親友=お金を貸してくれる、女友達=SEXさせてくれる!? 品性お下劣男の青春『苦役列車』
#映画 #パンドラ映画館
貫多(森下未来)は想いを寄せる康子(前田敦子)に露骨に迫る。
金もなければ、ムードもなし。
受賞直後のコメント「そろそろ風俗に行こうと思っていた。行かなくてよかった」で話題を呼んだ西村賢太の芥川賞受賞小説『苦役列車』が、山下敦弘監督によって映画化された。やはり、山下監督は『マイ・バック・ページ』(11)のインテリ青年よりも、『どんてん生活』(99)や『ばかのハコ船』(02)のようなどーしようもないダメ男を描くほうがイキイキしてくる。日雇い労働で日銭を稼ぎ、風俗に行くことを数少ない楽しみにしている主人公・北町貫多に『モテキ』(11)の森山未來。地方から上京してきたばかりで、都会への免疫がない日下部に若手演技派の高良健吾。貫多が惚れる古本屋の看板娘に前田敦子というキャスティングだ。汗あり、友情あり、そして汁ありの“王道”青春映画に仕上がっている。

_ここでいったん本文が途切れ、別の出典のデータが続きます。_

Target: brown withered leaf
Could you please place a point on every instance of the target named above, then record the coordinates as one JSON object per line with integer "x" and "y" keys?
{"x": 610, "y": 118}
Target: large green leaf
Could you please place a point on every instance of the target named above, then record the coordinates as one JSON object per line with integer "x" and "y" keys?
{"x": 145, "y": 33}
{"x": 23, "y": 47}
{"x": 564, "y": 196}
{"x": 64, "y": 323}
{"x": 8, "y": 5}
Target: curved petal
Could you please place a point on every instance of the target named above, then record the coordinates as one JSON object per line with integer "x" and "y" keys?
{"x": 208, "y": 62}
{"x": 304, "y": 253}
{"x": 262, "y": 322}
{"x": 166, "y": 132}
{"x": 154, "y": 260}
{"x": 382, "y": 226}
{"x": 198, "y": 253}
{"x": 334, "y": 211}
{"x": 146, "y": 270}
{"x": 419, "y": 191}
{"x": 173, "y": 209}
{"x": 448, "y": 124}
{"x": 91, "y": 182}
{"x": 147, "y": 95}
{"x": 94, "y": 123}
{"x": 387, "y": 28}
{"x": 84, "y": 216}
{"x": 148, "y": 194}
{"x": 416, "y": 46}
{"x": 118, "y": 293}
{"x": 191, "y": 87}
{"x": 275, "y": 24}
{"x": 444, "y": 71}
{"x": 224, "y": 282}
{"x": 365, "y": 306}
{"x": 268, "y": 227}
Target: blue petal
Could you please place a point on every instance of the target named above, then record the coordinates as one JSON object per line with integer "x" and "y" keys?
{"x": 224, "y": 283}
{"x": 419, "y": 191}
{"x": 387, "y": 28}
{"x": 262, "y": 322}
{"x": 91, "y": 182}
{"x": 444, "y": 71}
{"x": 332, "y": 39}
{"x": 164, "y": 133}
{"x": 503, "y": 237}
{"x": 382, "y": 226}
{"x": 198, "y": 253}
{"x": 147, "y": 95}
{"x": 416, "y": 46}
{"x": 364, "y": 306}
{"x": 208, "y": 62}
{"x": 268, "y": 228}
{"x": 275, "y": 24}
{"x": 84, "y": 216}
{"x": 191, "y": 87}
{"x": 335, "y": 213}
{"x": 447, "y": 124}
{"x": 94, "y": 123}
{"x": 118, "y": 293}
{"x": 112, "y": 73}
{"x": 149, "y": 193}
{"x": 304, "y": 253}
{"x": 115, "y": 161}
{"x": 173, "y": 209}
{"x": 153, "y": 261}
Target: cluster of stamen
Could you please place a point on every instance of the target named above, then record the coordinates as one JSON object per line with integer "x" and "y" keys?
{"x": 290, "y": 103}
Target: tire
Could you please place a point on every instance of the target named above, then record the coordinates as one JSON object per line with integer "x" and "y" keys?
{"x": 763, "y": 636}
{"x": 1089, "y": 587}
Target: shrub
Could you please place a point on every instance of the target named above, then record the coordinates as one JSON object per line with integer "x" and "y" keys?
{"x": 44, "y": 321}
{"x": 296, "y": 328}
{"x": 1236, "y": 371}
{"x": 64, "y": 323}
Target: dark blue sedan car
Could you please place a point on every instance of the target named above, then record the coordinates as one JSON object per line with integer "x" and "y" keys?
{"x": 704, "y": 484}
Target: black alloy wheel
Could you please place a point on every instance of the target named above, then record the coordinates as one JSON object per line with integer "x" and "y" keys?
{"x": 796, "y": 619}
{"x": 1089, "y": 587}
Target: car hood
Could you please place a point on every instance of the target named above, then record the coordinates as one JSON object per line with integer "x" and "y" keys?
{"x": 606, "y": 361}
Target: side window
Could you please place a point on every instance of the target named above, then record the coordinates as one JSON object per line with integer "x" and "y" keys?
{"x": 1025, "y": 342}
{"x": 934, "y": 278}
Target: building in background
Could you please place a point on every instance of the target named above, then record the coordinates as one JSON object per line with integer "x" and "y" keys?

大阪芸大出身の山下監督というと、大学時代からの盟友である人気脚本家・向井康介とのコンビで知られるが、今回はあえて定番となっている座組を変えて、ピンク映画界で活躍するいまおかしんじ監督が脚本を担当。この起用がうまくハマった。いまおか監督はデビュー作『彗星まち』(95)や林由美香主演の代表作『たまもの』(04)で青春時代の終わりを切なく描く一方、クリストファー・ドイルが撮影を担当した『おんなの河童』(11)や青春Hシリーズの一編『若きロッテちゃんの悩み』(11)などで独特のユーモアを漂わせている。原作者・西村賢太の若き日の姿である北町貫多の下品でお下劣などんぞこ生活が、いまおか流に脚色されることで青春の軽みや生きることのおかしみが加わったように思う。山下監督はいまおか監督より11歳年下だが、『たまもの』のトークイベントに呼ばれてから懇意となり、『苦役列車』で初めて一緒に仕事することになった。林由美香主演作を介して、2人の才人が出会ったというエピソードも、映画好きにはぐっと込み上げてくるものがあるではないか。